FYI.

This story is over 5 years old.

News

Ben Carson Thinks Hip-Hop Is Ruining Black Communities, But He'll Use It to Get Votes

Back in April, the GOP presidential candidate said that hip-hop culture was destroying traditional values. Now Carson's dropping his first rap song.
Photo by Jose Luis Magana/AP

Retired neurosurgeon and Republican presidential candidate Ben Carson once said that hip-hop created a culture that's destroying black communities, but that was months ago. This week, the Republican candidate is singing a different tune in an attempt to use rhymes to shake off sideswipes from his rival Donald Trump about him being "super low energy" and soft-spoken.
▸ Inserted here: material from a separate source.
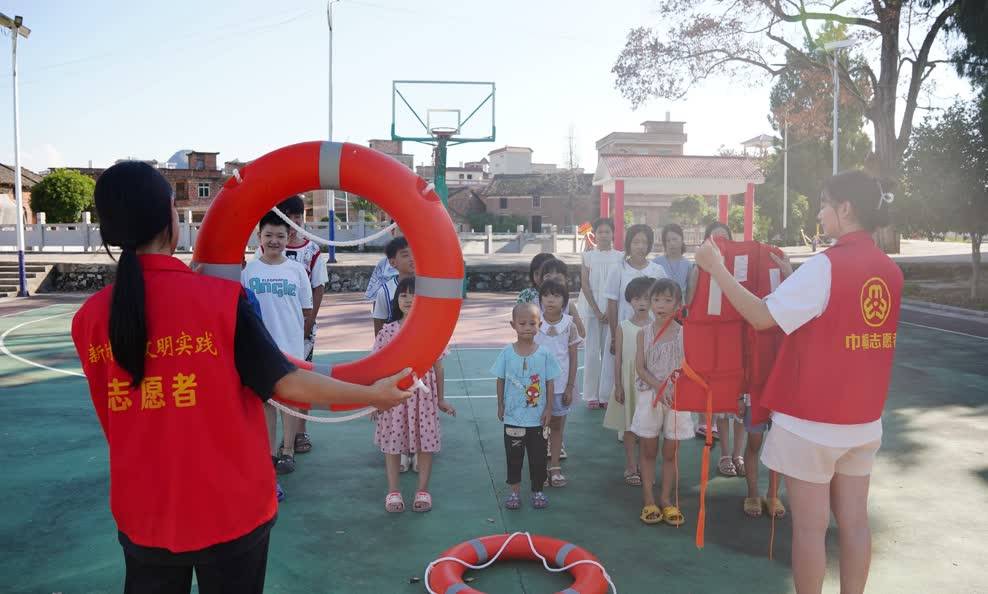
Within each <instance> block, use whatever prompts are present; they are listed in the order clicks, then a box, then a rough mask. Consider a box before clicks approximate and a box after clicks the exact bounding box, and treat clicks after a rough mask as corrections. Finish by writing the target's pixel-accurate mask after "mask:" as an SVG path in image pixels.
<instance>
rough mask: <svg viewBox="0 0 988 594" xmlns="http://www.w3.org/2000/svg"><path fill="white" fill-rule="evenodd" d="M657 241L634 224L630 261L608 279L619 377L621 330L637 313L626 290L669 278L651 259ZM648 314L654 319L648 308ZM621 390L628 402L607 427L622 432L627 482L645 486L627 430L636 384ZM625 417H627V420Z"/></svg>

On Friday, Carson will drop an original rap song titled "Freedom," which the 64-year-old created with the help of the Christian rapper Aspiring Mogul. The candidate's campaign hopes the ad will inspire young black voters in eight urban markets — Miami; Atlanta; Houston; Detroit; Memphis; Birmingham, Alabama; Jackson, Mississippi; and Little Rock, Arkansas.

Advertisement

"Reaching them on a level they appreciate and follow and see if we can attract their consciousness about the election," Carson campaign spokesman Doug Watts told ABC News. "They need to get involved and express their voice through their vote."

Throughout the 60-second song, fragments of Carson's stump speeches are layered over a steady kick drum, floating flute refrain, and repeated vocal commandments to "vote!"

"America became a great nation early on not because it was flooded with politicians but because it was flooded with people who understood the value of personal responsibility, hard work, innovation, and that's what will get us on the right track now," Carson says in one clip.

"I'm very hopeful that I'm not the only one that's willing to pick up the baton to freedom. Because freedom is not free and we must fight for it every day. Every one of us must fight for it because we are fighting for our children and the next generation," he says in another.

"Listen To The Hilariously Bad Ben Carson 'Rap' Political Ad Currently Airing On Radio" #LHHRmusic https://t.co/jaf5D4hueV

— LiveHipHopRadio.com (@LiveHipHopRadio) November 5, 2015

According to his campaign, Carson wants to win the support of at least 20 percent of the black vote to stymie Democratic candidate Hillary Clinton in a general election, assuming both win their respective nominations.

Clinton's appeal with black voters currently outstrips that of her competitors. An August Gallup poll measured her favorability ratings with African-Americans at 80 percent, while GOP candidates continued to suffer from image problems among the same demographic. The same survey put Carson's favorability at the top of the Republican pack with a rating of 22 percent.

Advertisement

Related: As Campaign Cash Flows to Ben Carson, Jeb Bush Cuts Staff Pay and Operations

Carson's new rap gambit comes seven months after the candidate said during an interview on R&B radio station WBLS that hip-hop culture destroys Christian and family values in black communities. The interview aired in April, a month before Carson officially announced his White House run.

"We need to re-establish faith in our communities and the values and principles that got us through slavery, that got us through Jim Crow, and segregation, and all kinds of horrible things that were heaped upon us," he said. "Why were we able to get through those? Because of our faith, because of our family, because of our values, and as we allow the hip-hop community to destroy those things for us, and as we grasp onto what's politically correct and not what is correct, we continue to deteriorate."

— Amarnath Amarasingam (@AmarAmarasingam)November 5, 2015

Later in the show, Carson backtracked on his comments after the show's host and a caller who had dialed in defended hip-hop and the positive influence that it has had in the community.

"When I talk about the hip-hop community, I'm talking about the aspect of modern society that pretty much dismisses anything that has to do with Jesus Christ, that's what I'm talking about," he said.